TensorRT 6.0.1 performs worse than TensorRT 5.1.6 on Jetson AGX Xavier

Hi,

I am currently trying some examples within from docker containers on new release of Jetpack (4.3). I wanted to do some benchmarkings and compare TensorRT 6.0.1 and cuDNN 7.6.3 versions with the old ones (5.1.6 and 7.5.0 respectively). I have some issues regarding to this as follows;

1- 24 FPS with --> protobuf=3.6.1, tensorflow-gpu=1.13.1+nv19.3, tensorrt=5.1.6, cudnn=7.5.0 opencv=3.3.1
2- 9.6 FPS with --> protobuf=3.8.0, tensorflow-gpu=1.15.0+nv19.11, tensorrt=6.0.1, cudnn=7.6.3, opencv=4.1.1
3- 8.5 FPS with --> protobuf=3.6.1, tensorflow-gpu=1.15.0+nv19.11, tensorrt=6.0.1, cudnn=7.6.3, opencv=4.1.1
4- I think no support for Tensorflow=1.14.0 with TensorRT 6.0.1??? (So I am currently building it from source)

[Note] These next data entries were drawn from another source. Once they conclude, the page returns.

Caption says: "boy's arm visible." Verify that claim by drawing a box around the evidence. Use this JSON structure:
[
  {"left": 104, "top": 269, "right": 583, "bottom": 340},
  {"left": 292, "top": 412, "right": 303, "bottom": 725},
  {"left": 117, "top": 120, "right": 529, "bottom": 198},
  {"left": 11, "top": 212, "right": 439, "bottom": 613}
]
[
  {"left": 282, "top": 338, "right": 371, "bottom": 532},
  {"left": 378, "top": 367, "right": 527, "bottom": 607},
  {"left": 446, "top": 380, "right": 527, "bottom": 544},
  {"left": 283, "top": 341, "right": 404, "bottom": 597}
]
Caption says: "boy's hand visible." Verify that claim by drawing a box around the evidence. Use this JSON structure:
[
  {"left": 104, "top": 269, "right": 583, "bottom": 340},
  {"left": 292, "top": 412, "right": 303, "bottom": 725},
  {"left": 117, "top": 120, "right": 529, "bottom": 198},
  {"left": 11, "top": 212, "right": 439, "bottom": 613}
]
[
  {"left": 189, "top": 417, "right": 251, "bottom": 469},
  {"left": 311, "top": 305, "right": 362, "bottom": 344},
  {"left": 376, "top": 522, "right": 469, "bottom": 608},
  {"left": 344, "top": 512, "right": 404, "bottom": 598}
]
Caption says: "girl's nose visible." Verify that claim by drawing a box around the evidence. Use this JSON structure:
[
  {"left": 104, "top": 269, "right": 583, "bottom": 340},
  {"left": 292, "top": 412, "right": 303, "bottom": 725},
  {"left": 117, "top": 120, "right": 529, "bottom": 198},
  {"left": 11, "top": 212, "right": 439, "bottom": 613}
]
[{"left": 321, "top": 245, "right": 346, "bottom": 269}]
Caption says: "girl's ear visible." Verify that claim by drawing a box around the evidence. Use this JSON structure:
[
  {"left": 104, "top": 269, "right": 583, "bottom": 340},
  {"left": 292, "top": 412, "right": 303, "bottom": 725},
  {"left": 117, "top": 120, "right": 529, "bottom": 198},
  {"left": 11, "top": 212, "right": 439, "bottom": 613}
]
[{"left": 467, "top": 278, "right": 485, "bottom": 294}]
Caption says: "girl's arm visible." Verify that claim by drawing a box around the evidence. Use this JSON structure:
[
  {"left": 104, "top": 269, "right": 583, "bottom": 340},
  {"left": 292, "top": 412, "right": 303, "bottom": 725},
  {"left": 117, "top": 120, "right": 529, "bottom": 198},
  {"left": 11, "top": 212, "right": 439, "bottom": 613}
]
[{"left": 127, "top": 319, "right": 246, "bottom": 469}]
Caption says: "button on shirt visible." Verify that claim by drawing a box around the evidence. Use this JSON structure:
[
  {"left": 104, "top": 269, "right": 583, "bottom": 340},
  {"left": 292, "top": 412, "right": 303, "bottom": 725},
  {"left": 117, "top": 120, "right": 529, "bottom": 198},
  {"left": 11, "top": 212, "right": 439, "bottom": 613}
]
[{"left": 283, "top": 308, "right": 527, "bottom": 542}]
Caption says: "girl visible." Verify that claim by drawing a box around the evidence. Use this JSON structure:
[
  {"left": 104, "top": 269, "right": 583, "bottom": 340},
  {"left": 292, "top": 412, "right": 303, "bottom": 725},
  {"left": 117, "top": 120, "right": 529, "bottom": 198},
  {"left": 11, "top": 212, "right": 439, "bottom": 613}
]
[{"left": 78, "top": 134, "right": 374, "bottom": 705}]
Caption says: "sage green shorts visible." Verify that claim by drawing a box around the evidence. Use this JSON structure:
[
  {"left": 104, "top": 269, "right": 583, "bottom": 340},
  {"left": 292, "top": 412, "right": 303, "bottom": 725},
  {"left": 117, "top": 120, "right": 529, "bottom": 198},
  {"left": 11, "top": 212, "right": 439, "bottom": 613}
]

The main question is that why there is such performance drop when it comes to new versions of TensorRT and cuDNN?

Hi,

Please noticed that TF-TRT combines the implementation of TensorFlow and TensorRT.
A possible cause is that in newer TensorFlow version, the API change make fewer operations are supported by the TensorRT.
Using more TensorFlow implementation leads to the possible performance degradation.

One way to confirm this is to try JetPack4.2 with tensorflow-gpu=1.15.0+nv19.11.
https://developer.download.nvidia.com/compute/redist/jp/v42/tensorflow-gpu/
Could you help us to give it a try?

Thanks.

Actually I think that the main reason of this performance issue is the need for forcing the NMS layers to work on GPU instead CPU when working with Tensorflow 1.15.0. Because If you don’t force it, it throws Aborted (core dumped) when TRT compiles the model.

The full error is:

F tensorflow/core/util/device_name_utils.cc:92] Check failed: IsJobName(job)

Also here is the perf result you asked:
4- 6.5 FPS with --> protobuf=3.6.1, tensorflow-gpu=1.15.0+nv19.11, tensorrt=5.1.6, cudnn=7.5.0, opencv=3.4.6

After all of the steps above, I think all we can do here is posting an issue on tensorflow’s github repo regarding to this problem, isn’t it?

Hi,

Sorry for the late update.

Which model do you use?
If you are using standard ssd_mobilenet, it’s recommended to convert the TF model into TensorRT.
TensorRT has optimized for the Jetson platform and should give it much better performance.

Thanks.